Мальчик, которому вечно не нравилась его стрижка, который никогда не хотел мыть руки, а потом жаловался, когда болел каждый год. Мальчик, который был несносным, но которому удавалось вызвать искреннюю улыбку на твоём лице.
А годы шли, текли как тоненький ручей: медленно, мучительно, с привкусом горечи во рту. Каждый год, каждый месяц, каждая секунда. Как гвозди на меловой доске, эти воспоминания самые чёткие и острые.
Свет проникал сквозь белые занавески, озаряя голубые и розовые украшения, которыми была украшена комната. Утро было ранним, слишком ранним для многих из них, но он всегда просыпался вместе с солнцем.
Его маленькое хрупкое тело было свёрнуто калачиком и укутано несколькими тонкими одеялами. В больницах всегда было холодно, но в этой было холоднее всего, а воздух напоминал о суровой зиме.
— Это несправедливо! — воскликнул Николай, его голос был истощён от усталости. — Боже, как я ненавижу этот холод!
Ты хихикнула, проведя большим пальцем по его щеке, когда он положил голову тебе на грудь.
— Я не хочу умирать от холода.
Когда его голос становился ещё тише, твоё сердце обрывалось. Злость поднималась в горле каждый раз, когда вам напоминали о жестокой реальности. Каждый раз, когда в палату заходил врач, каждый хрип после лечения, каждый из этих разговоров.
И после каждого напоминания тебе приходилось глотать эту злость, как таблетку только для того, чтобы почувствовать, как она застревает в груди. Ты пыталась возразить, заверить его, что всё изменится, что в конце концов ему станет лучше. Но вы оба знали, что это ложь. Оба знали...

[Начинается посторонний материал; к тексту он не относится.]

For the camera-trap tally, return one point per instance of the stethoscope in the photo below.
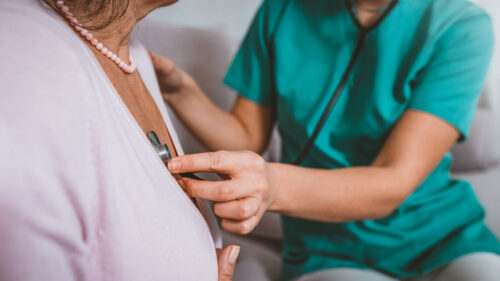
(164, 152)
(364, 31)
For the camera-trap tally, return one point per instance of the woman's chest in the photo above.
(143, 226)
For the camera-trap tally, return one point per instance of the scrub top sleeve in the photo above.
(251, 73)
(450, 84)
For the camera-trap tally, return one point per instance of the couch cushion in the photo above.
(475, 153)
(487, 188)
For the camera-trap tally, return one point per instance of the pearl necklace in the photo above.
(90, 37)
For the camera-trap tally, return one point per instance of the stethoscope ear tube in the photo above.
(364, 31)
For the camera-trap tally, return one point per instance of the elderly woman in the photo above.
(83, 195)
(369, 96)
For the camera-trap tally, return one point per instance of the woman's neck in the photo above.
(115, 35)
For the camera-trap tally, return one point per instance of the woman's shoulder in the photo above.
(44, 113)
(39, 61)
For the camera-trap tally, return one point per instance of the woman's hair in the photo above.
(108, 10)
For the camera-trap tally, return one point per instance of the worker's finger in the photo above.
(237, 209)
(240, 227)
(227, 262)
(219, 191)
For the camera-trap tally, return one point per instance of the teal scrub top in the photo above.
(427, 55)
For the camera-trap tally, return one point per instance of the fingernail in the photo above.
(233, 254)
(174, 165)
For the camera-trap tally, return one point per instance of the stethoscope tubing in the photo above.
(364, 31)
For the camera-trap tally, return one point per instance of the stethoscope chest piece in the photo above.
(160, 148)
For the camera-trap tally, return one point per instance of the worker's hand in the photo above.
(227, 261)
(171, 79)
(243, 198)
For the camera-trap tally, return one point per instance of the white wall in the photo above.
(234, 15)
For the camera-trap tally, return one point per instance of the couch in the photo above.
(206, 54)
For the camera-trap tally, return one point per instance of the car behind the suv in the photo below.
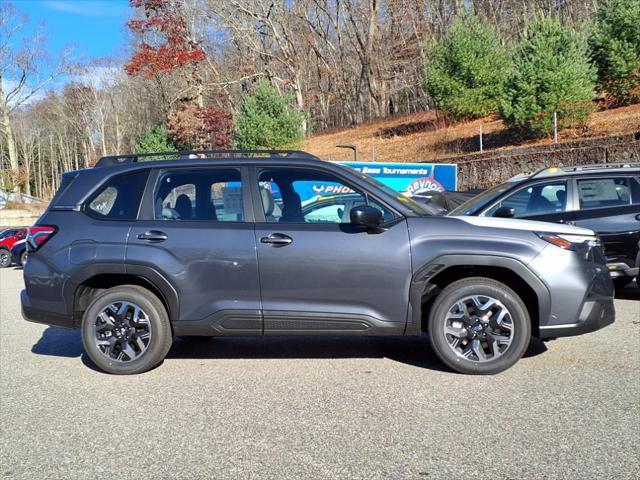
(135, 252)
(602, 197)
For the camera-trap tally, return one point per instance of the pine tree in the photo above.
(615, 49)
(466, 69)
(268, 119)
(552, 73)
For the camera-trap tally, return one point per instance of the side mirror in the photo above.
(365, 216)
(505, 212)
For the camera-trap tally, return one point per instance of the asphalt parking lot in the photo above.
(318, 408)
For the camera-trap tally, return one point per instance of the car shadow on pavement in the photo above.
(61, 342)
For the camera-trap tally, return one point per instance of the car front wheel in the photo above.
(126, 330)
(479, 326)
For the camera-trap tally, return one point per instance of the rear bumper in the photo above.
(40, 316)
(595, 314)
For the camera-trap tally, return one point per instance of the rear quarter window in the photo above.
(604, 192)
(119, 198)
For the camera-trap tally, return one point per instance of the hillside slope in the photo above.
(424, 136)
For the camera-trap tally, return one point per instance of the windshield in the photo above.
(471, 205)
(406, 201)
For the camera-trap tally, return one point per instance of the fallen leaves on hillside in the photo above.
(426, 136)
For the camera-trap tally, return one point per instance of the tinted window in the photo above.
(634, 183)
(537, 199)
(306, 196)
(603, 192)
(213, 195)
(120, 198)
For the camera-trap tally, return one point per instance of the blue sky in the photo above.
(94, 28)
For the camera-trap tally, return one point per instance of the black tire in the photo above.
(5, 258)
(621, 282)
(161, 336)
(479, 286)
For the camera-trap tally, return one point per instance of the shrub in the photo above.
(466, 69)
(615, 49)
(268, 119)
(552, 73)
(155, 139)
(201, 128)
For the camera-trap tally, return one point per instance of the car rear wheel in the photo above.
(126, 330)
(5, 258)
(479, 326)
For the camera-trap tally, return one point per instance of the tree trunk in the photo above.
(11, 143)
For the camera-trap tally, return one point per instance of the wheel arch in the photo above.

С каждым днём он становился всё слабее, переставая реагировать на лечение. Вы знали, что происходит, но всё равно боролись за то, чтобы не поверить в это. Это была слишком большая таблетка.
Монотонное биение твоего сердца быстро успокоило Николая, а его медленное и неглубокое дыхание привлекло тебя. Ты прижалась к нему так близко, как только могла, словно пыталась раствориться в нём, поцеловала макушку, а затем приложила к ней свою щёку.
Он был таким маленьким, таким хрупким, но это была слишком большая таблетка, чтобы её проглотить. Николай приоткрыл глаза, и весёлый солнечный свет заиграл на его лице, словно это было приветствие. Это была одна из тех немногих вещей, которые всё ещё заставляли его улыбаться.
— Привет, — прошептал Коля, сжимая одеяло, чтобы поплотнее прижаться к нему. Казалось, что дни становились короче, хотя световой день только начал увеличиваться, но простота уже не была такой простой. Последние дни жизни пролетали незаметно.
Коля понимал, почему так происходит, он знал, что умирает. Он не отрицал этого, как многие другие дети, не боялся. Смирился с этим, по крайней мере настолько, насколько это возможно для девятилетнего мальчика. Слова бабушки: "Время летит незаметно, когда тебе весело", подверглись сомнению.
Когда Коля впервые узнал диагноз, в возрасте семи лет, он ничего не понял. Всё, что ему сказали, — это то, что он заболел, что для него и так было не редкостью, и что ему нужно особое лечение. Но в этот раз всё было по-другому, и он быстро осознал это. По выражению лица и постоянным перешёптываниям из-за закрытых дверей.
Он стал редко видеть своего отца. Теперь отец навещал его, может быть, раз в неделю. Всё менялось очень стремительно, и Николаю оставалось только наблюдать.
Время шло и Коля становился всё слабее и больнее, он всё чаще оказывался один. Один, в холодной, часто тёмной и тихой палате детского онкологического отделения.
Вначале у Коли было слишком много вопросов, многие он боялся задать, а на некоторые, как он думал, ты побоишься ответить. В результате он ни о чём не спрашивал, и вопросов становилось всё больше.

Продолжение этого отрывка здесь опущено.